The Lyndon Johnson campaign went as far as changing one of Senator Goldwater’s campaign slogans from “in your heart, you know he’s right” to “in your heart, you know he might (push the nuclear button). The LBJ campaign wanted to show the country that putting such nuclear power into the hands of someone who so abruptly speaks of nuclear war is a very dangerous. With T.V. ads such as the Daisy Girl and the Ice Cream girl, President Johnson was successful at spreading these fears
President Johnson’s image after he took office in 1963 was greatly strengthened for his powerful legislation on the Civil Rights Act of 1964. This act guaranteed certain rights for all African Americans including access to public facilities while banning discrimination based on age, sex, or religion. The Vietnam War was also starting to intensify, while new debates were sparked over nuclear weapon testing. All of these political issues were addressed in the 1964 presidential campaign.
The huge landslide victory for President Johnson is attributed partly to Senator Goldwater’s extremist views and his habit of blurting out certain controversial remarks. After a spiteful campaign, the Senator from Arizona won the Republic nomination over the moderate New Yorker Governor Nelson Rockefeller. One of Goldwater’s most famous quotes was stated at during his Republican Nomination Speech, “Extremism in the defense of liberty is no vice. Moderation in the pursuit of justice is no virtue.” This claim was in defense of his far right political values such as nuclear weapons in Vietnam and making social security into a voluntary service.
However, one of Goldwater’s most famous slips was “sometimes I think this country would be better off if we could just saw off the Eastern Seaboard and let it float out to sea.” The Lyndon B. Johnson campaign successfully attacked this statement with a television ad that showed a map of the United States floating on top of water, while a saw slowly cuts through the Eastern Seaboard eventually cutting it off and letting it float off the screen. In the background a male voice states “In a Saturday post article dated August 31, 1963, Barry Goldwater said ‘sometimes I think this country will be better off if we just saw off the Eastern Seaboard and let it float out to sea.’ The male voice continues to assert, “Can a man who makes statements like these be expected to serve all the people justly and fairly?” Just then, the eastern seaboard of the U.S model breaks off and falls into the water. The male voice then says “Vote for President Johnson, on November 3, the stakes are to high for you to stay home.” This rhetorical piece is highlighting Goldwater’s uncertainly to lead the whole country. Goldwater does not like the eastern shore mainly because these regions historically tend to lean more left. His dislike for the liberal economic and social polices in that part of the nation may have cost him the election.

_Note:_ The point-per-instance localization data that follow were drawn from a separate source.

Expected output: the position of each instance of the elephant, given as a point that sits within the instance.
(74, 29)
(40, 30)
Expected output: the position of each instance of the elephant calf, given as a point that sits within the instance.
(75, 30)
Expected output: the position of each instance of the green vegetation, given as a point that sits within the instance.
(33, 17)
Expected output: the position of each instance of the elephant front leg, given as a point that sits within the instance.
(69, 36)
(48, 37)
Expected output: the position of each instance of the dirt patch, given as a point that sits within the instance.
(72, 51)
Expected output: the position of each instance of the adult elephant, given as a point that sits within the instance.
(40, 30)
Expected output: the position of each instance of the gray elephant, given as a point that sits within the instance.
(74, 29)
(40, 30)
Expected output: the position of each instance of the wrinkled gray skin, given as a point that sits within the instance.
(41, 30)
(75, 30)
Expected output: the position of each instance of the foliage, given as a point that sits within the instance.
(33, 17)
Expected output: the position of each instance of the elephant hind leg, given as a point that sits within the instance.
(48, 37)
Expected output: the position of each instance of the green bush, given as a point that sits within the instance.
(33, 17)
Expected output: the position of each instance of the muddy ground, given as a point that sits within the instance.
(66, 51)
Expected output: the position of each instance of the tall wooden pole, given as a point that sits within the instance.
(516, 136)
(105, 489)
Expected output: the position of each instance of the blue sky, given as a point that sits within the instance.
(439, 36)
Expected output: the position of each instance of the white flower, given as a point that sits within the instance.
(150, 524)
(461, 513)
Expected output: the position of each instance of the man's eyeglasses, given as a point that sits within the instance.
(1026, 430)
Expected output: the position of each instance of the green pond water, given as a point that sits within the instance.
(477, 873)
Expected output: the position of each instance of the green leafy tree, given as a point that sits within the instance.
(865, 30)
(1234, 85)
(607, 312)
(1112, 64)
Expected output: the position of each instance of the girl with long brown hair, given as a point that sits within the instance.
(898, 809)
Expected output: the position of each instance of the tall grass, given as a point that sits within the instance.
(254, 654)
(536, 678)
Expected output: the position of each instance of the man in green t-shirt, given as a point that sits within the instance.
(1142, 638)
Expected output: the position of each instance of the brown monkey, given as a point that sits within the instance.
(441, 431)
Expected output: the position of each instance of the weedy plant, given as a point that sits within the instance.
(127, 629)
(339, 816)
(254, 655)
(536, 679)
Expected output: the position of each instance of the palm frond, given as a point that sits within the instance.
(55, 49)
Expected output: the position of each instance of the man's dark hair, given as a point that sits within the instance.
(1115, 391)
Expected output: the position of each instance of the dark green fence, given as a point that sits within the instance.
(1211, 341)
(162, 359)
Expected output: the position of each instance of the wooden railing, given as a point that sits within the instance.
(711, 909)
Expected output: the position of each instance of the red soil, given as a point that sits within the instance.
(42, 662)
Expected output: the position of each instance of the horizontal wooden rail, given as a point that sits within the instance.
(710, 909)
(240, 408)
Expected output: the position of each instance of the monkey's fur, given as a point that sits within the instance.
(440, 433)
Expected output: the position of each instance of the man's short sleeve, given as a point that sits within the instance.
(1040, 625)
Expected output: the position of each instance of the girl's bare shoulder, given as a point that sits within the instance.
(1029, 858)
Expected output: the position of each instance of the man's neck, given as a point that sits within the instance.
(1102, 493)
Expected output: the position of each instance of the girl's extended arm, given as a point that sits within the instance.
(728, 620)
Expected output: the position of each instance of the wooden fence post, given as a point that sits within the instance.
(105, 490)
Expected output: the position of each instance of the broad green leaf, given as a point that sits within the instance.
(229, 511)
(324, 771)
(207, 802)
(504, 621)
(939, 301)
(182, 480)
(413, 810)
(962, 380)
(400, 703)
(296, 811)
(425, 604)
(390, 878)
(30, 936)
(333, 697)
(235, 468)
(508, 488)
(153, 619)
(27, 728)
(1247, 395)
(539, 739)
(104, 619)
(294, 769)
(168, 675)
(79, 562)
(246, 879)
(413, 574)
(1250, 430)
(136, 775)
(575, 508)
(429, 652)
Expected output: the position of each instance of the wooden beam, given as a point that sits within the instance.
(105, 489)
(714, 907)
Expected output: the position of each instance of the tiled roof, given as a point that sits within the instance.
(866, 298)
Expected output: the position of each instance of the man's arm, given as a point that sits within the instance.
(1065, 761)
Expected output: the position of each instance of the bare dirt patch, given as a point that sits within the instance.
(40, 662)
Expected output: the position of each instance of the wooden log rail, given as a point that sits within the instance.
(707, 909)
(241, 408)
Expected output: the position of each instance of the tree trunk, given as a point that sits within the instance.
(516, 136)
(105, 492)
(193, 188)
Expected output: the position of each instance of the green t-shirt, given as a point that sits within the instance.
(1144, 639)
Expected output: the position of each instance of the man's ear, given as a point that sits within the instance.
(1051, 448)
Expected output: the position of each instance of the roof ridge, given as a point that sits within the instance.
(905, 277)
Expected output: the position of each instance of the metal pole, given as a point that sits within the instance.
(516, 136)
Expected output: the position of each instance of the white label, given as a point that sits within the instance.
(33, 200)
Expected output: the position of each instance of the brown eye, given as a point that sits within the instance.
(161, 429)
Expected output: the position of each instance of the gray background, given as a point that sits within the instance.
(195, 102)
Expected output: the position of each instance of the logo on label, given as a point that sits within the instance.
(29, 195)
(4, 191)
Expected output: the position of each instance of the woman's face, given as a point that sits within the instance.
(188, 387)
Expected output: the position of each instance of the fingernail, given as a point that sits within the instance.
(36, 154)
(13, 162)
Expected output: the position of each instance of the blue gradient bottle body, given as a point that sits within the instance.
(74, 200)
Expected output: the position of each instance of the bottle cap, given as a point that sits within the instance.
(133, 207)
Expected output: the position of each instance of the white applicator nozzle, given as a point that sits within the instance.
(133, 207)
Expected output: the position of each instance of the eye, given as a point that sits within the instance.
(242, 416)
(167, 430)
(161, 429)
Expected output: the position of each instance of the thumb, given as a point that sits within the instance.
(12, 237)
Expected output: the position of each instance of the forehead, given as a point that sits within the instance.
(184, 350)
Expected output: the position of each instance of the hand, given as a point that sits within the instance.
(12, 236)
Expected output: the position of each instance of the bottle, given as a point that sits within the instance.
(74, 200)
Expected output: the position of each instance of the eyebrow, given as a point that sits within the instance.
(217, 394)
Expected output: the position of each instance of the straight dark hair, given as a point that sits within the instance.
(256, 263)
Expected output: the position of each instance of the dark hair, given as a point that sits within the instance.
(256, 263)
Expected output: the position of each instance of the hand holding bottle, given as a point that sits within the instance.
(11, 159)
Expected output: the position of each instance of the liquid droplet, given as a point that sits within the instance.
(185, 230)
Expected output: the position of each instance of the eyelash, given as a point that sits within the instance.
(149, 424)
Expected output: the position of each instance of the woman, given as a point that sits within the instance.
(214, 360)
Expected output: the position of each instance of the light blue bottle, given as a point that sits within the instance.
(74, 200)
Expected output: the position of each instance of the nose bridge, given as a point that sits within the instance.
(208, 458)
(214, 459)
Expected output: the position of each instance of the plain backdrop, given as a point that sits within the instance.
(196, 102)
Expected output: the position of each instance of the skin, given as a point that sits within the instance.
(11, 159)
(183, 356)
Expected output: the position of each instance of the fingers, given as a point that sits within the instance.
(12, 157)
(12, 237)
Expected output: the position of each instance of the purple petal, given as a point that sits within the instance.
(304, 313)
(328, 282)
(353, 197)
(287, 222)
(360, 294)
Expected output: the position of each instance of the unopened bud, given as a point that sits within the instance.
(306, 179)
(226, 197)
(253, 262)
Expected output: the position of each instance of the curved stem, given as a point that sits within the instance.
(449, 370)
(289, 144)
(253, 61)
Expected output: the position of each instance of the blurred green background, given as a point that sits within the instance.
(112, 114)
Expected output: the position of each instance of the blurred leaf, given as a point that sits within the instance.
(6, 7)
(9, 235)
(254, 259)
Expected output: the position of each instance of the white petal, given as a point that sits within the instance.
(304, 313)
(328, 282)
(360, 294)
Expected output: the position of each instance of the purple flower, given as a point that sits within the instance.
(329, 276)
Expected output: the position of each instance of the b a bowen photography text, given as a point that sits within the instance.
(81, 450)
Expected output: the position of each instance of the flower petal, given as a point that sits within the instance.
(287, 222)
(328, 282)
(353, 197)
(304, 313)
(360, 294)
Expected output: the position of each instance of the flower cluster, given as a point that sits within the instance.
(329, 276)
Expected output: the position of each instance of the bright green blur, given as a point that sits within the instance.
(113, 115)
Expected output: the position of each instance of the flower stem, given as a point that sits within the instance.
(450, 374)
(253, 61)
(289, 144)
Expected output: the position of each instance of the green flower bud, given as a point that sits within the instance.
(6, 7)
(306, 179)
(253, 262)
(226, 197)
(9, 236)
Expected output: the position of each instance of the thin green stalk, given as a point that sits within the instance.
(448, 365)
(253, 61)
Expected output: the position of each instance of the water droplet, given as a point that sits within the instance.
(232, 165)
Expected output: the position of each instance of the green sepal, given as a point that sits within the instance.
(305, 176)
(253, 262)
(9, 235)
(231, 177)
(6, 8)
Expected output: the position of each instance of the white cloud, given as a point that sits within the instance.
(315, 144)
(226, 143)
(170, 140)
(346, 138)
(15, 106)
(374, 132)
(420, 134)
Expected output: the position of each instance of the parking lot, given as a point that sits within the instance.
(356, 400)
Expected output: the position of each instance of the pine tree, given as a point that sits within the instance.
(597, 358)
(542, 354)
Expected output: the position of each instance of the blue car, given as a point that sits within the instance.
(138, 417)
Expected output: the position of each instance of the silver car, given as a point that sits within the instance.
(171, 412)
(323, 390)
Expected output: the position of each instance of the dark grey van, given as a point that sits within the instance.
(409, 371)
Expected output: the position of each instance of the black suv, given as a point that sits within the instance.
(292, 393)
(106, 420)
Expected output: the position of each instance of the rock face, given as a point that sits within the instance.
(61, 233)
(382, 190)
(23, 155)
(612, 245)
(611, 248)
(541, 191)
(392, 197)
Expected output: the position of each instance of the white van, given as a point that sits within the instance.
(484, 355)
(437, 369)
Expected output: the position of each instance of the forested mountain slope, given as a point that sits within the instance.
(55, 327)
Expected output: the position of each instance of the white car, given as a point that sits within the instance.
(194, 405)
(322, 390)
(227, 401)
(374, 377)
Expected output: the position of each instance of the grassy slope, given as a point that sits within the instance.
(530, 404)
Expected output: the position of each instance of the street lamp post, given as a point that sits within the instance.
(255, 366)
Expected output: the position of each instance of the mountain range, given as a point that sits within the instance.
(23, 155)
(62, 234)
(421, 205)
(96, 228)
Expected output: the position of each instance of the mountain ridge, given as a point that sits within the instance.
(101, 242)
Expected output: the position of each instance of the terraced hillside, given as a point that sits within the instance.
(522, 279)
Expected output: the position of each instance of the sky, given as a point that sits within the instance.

By the end of the campaign, Johnson’s commercials seemed to help him rise to the top and defeat Goldwater with 61 percent of the popular vote, which is known as the highest percentage since 1824. Goldwater only won his home state of Arizona and the Deep South who felt against the Civil Rights Act of 1964. This particular election is also notable because it was the first one where the citizens of the District of Colombia had the right to vote under the 23rd Amendment to the United States Constitution. President Johnson also won the votes in D.C.